Algarve
"Existen dos Algarves. El que conocen los turistas de paquete, y el que los portugueses guardan para ellos mismos."
Seré honesto: resistí el Algarve durante años. Tenía esa fama — complejos de playa, campos de golf, turistas británicos poniéndose rojos bajo el sol — y lo descarté como la respuesta portuguesa a la Costa del Sol. Me equivoqué, o al menos solo tenía la mitad de razón. El Algarve central, alrededor de Albufeira y Vilamoura, es efectivamente eso, y si eso es lo que buscas, lo entrega con eficiencia y dosis de sol garantizadas. Pero el Algarve occidental — el tramo de Lagos a Sagres y hacia arriba por la Costa Vicentina — es otro país del todo. Salvaje, azotado por el viento, con acantilados que se precipitan hacia un agua tan azul que parece retocada digitalmente, esta es una de las costas más dramáticas de Europa y ha resistido el desarrollo con una terquedad que me parece profundamente admirable.
Lagos es mi base — una ciudad que logra el truco de ser al mismo tiempo amable con el turismo y genuinamente portuguesa. El casco antiguo, rodeado de murallas medievales, tiene calles estrechas jalonadas de restaurantes, bares y la iglesia de Santo António cubierta de azulejos, tan elaboradamente dorada por dentro que parece que se abre una joyería. La Ponta da Piedade, a un corto trayecto en coche hacia el sur, es el cabo más espectacular del Algarve — pilares y arcos ocres esculpidos por el mar, con grutas accesibles en kayak o barca pequeña. Fui al amanecer y tuve los acantilados para mí solo, lo cual se sintió como un pequeño milagro.

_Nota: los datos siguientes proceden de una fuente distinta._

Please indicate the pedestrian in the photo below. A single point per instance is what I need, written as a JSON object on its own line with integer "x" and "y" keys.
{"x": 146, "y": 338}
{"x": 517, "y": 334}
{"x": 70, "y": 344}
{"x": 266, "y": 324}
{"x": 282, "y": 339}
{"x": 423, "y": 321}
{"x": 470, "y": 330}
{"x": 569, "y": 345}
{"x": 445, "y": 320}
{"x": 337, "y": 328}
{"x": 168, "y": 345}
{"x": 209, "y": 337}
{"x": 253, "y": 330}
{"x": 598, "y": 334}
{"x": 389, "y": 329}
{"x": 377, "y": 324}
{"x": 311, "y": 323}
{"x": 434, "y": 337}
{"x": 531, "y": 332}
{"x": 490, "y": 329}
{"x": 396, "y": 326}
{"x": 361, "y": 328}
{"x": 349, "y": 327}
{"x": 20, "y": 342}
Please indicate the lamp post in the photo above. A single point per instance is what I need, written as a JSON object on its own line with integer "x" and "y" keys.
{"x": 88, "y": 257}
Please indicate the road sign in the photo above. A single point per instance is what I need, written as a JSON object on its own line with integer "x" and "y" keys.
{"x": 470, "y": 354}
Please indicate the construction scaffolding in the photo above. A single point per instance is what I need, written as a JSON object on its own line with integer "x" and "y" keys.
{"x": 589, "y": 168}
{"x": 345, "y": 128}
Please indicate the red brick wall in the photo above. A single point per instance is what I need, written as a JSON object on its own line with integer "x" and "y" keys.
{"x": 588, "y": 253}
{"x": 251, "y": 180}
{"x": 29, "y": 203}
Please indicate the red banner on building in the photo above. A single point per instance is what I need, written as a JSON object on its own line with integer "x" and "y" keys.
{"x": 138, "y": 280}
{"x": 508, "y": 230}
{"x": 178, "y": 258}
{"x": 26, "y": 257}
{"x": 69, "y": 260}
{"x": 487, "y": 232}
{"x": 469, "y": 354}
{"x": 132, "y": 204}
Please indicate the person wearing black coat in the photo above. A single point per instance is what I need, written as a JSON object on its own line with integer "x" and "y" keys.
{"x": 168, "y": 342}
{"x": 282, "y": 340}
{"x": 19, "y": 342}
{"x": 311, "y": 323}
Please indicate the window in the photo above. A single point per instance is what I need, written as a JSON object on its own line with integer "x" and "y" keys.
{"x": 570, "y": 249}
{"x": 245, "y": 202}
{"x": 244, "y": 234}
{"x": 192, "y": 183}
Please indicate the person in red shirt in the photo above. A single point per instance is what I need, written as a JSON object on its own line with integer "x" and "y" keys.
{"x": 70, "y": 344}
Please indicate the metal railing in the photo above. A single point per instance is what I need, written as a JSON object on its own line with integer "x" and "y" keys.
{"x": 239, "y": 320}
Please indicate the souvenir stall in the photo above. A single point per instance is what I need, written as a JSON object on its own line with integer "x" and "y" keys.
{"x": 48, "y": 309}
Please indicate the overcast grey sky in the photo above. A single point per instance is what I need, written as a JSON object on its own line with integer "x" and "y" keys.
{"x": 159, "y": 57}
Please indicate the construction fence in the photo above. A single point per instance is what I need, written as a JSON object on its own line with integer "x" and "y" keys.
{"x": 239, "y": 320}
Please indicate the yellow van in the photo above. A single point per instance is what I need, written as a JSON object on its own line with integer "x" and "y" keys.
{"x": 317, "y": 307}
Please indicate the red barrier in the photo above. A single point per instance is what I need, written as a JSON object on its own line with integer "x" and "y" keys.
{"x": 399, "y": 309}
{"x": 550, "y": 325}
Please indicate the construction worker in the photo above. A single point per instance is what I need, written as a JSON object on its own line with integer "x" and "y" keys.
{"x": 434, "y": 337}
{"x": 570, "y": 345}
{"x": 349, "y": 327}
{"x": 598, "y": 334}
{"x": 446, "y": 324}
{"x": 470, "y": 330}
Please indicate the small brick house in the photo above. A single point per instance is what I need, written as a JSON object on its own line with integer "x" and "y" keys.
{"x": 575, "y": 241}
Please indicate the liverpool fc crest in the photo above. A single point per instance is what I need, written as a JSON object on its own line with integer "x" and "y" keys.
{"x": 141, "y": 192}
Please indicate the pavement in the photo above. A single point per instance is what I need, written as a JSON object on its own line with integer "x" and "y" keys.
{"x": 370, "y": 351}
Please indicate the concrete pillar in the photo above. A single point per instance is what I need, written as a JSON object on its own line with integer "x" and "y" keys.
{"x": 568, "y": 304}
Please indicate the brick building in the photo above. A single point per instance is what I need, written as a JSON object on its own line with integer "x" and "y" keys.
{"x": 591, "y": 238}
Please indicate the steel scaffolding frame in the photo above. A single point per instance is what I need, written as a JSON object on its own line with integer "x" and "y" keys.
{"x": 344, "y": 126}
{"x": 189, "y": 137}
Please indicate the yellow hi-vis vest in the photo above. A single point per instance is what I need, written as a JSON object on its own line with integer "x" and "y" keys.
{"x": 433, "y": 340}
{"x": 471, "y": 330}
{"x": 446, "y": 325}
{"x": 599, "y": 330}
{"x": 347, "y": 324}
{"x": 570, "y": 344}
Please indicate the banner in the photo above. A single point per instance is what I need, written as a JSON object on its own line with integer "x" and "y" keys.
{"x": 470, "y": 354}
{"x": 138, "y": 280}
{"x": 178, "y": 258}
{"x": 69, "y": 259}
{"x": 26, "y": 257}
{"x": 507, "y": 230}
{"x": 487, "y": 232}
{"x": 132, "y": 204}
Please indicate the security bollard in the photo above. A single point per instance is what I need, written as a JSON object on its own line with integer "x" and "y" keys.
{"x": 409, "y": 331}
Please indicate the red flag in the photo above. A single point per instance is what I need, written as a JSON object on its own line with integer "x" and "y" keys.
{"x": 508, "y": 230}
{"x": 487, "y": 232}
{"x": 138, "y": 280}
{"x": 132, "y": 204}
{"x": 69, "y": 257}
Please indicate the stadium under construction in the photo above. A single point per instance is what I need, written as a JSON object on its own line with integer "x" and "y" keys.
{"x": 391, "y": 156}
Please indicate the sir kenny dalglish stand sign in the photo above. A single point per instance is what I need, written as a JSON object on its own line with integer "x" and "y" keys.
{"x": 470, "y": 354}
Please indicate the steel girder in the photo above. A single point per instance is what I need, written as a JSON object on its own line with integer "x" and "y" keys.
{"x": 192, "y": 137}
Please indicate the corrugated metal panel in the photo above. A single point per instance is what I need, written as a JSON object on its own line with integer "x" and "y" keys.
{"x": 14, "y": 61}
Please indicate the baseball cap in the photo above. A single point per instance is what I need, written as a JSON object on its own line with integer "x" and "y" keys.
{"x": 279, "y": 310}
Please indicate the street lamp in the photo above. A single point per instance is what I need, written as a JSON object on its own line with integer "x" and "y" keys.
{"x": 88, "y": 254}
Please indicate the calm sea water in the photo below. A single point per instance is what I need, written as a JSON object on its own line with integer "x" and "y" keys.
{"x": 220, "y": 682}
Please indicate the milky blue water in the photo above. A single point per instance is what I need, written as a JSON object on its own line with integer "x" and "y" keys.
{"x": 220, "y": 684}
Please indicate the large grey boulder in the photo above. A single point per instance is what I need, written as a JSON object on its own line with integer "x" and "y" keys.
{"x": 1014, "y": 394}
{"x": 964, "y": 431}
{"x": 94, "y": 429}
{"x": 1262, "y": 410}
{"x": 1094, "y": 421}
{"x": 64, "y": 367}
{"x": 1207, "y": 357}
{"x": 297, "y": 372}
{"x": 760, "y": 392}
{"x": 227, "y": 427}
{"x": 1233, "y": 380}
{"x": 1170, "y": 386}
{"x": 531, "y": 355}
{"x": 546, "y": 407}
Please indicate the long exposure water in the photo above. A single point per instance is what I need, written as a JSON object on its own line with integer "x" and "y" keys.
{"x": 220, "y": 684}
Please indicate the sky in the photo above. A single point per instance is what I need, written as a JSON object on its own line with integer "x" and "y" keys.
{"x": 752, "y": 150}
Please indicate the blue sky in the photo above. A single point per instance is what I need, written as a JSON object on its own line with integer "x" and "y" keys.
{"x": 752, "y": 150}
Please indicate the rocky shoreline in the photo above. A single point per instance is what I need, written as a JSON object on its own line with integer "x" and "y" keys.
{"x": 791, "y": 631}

Sagres se asienta en el extremo sudoeste de la Europa continental, y se nota. La fortaleza se encarama sobre un cabo sobre el Atlántico, el viento es constante, y la sensación de finalidad — de tierra que termina y océano que empieza — es poderosa. Se dice que el Infante Don Enrique estableció aquí su escuela de navegación, aunque los historiadores discuten ese punto. Lo que no admite discusión es el surf: las playas de la costa oeste alrededor de Sagres — Praia do Tonel, Praia da Cordoama, Praia do Amado — generan olas consistentes y atraen a surfistas de toda Europa que viven en furgonetas, comen pescado a la brasa y parecen haber descifrado algo sobre la vida que el resto de nosotros seguimos tratando de entender.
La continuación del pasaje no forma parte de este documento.